Physicist Paul Davies, as above.
“The fact that the universe exhibits many features that foster organic life — such as precisely those physical constants that result in planets and long-lived stars — also has led some scientists to speculate that some divine influence may be present.”
–Science Magazine (The most respected peer reviewed scientific publication in the United States) from an Aug ’97 article entitled Science and God: A Warming Trend?
“As we survey all the evidence, the thought instantly arises that some supernatural agency–or, rather, Agency–must be involved. Is it possible that suddenly, without intending to, we have stumbled upon scientific proof of the existence of a Supreme Being? Was it God who stepped in and so providentially crafted the cosmos for our benefit?”
–Astronomer George Greenstein, as quoted in his book The Symbiotic Universe.
A Creator must exist. The Big Bang ripples and subsequent scientific findings are clearly pointing to an ex nihilo creation consistent with the first few verses of the book of Genesis.
–Quantum chemist Henry F. Schaefer III, five time nominee for the Nobel Prize, as above.
“Perhaps the best argument…that the Big Bang supports theism is the obvious unease with which it is greeted by some atheist physicists. At times this has led to scientific ideas…being advanced with a tenacity which so exceeds their intrinsic worth that one can only suspect the operation of psychological forces lying very much deeper than the usual academic desire of a theorist to support his or her theory.”
–Imperial College of London astrophysicist C.J. Isham.
“There is no ground for supposing that matter and energy existed before [the Big Bang] and were suddenly galvanized into action. For what could distinguish that moment from all other moments in eternity?

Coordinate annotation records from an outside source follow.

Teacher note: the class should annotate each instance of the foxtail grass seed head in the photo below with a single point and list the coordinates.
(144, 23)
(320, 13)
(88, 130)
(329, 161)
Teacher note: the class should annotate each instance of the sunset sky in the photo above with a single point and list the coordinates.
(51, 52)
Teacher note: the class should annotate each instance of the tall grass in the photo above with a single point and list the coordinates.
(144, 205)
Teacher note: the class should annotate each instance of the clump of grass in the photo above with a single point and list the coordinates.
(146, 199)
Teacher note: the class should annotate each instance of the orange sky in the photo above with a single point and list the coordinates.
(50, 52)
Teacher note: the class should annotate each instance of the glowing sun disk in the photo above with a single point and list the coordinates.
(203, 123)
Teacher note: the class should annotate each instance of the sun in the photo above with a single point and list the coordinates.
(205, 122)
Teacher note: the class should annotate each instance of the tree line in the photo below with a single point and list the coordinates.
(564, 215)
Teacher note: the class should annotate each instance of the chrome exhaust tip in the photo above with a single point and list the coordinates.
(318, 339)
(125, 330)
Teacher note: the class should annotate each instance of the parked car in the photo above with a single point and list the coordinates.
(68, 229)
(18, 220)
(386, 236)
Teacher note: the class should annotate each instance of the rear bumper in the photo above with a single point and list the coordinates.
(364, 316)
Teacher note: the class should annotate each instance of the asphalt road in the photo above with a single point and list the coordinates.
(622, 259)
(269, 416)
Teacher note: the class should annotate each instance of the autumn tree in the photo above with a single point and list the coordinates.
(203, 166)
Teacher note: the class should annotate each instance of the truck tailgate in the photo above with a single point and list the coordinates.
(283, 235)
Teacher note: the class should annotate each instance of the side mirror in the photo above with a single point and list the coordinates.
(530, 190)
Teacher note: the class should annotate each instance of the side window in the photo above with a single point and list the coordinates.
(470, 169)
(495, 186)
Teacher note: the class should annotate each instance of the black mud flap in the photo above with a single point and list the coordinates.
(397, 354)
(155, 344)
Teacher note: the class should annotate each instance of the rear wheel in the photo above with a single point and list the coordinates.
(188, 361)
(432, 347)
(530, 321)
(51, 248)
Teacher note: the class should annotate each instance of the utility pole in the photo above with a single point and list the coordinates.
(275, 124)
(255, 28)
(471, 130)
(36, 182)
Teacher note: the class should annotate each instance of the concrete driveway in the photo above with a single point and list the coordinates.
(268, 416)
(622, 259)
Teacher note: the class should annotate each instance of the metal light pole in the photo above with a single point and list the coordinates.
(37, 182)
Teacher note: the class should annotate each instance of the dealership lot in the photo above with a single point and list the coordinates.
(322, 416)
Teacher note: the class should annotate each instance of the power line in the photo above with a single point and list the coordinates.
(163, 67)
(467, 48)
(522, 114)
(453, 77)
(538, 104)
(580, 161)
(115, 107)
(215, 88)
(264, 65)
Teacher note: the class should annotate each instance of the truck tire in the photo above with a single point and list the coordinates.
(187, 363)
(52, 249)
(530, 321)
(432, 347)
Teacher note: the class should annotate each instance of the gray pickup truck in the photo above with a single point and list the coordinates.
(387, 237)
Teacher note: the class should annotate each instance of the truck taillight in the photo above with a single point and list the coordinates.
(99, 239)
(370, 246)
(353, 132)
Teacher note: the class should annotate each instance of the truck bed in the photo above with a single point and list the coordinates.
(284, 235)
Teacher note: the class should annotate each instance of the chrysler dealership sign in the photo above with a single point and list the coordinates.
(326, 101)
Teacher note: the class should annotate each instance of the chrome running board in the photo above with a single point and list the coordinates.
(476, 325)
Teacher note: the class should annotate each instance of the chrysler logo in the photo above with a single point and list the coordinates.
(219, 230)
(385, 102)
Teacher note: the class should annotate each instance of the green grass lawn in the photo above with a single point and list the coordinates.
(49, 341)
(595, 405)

It is simpler to postulate creation ex nihilo—Divine will constituting nature from nothingness.”
–English mathematical physicist Edmund T. Whittaker, winner of the Copley Medal, which is the most prestigious award in British science.
“If the universe had not been made with the most exacting precision we could never have come into existence. It is my view that these circumstances indicate the universe was created for man to live in.”
–Harvard educated NASA astrophysicist John A. O’Keefe.
“I am not a religious person, but I could say this universe is designed very well for the existence of life. The basic forces in the universe are tailor-made for the production of . . . carbon-based life.”
–Austrian physicist Heinz Oberhummer, professor emeritus from the Vienna University of Technology.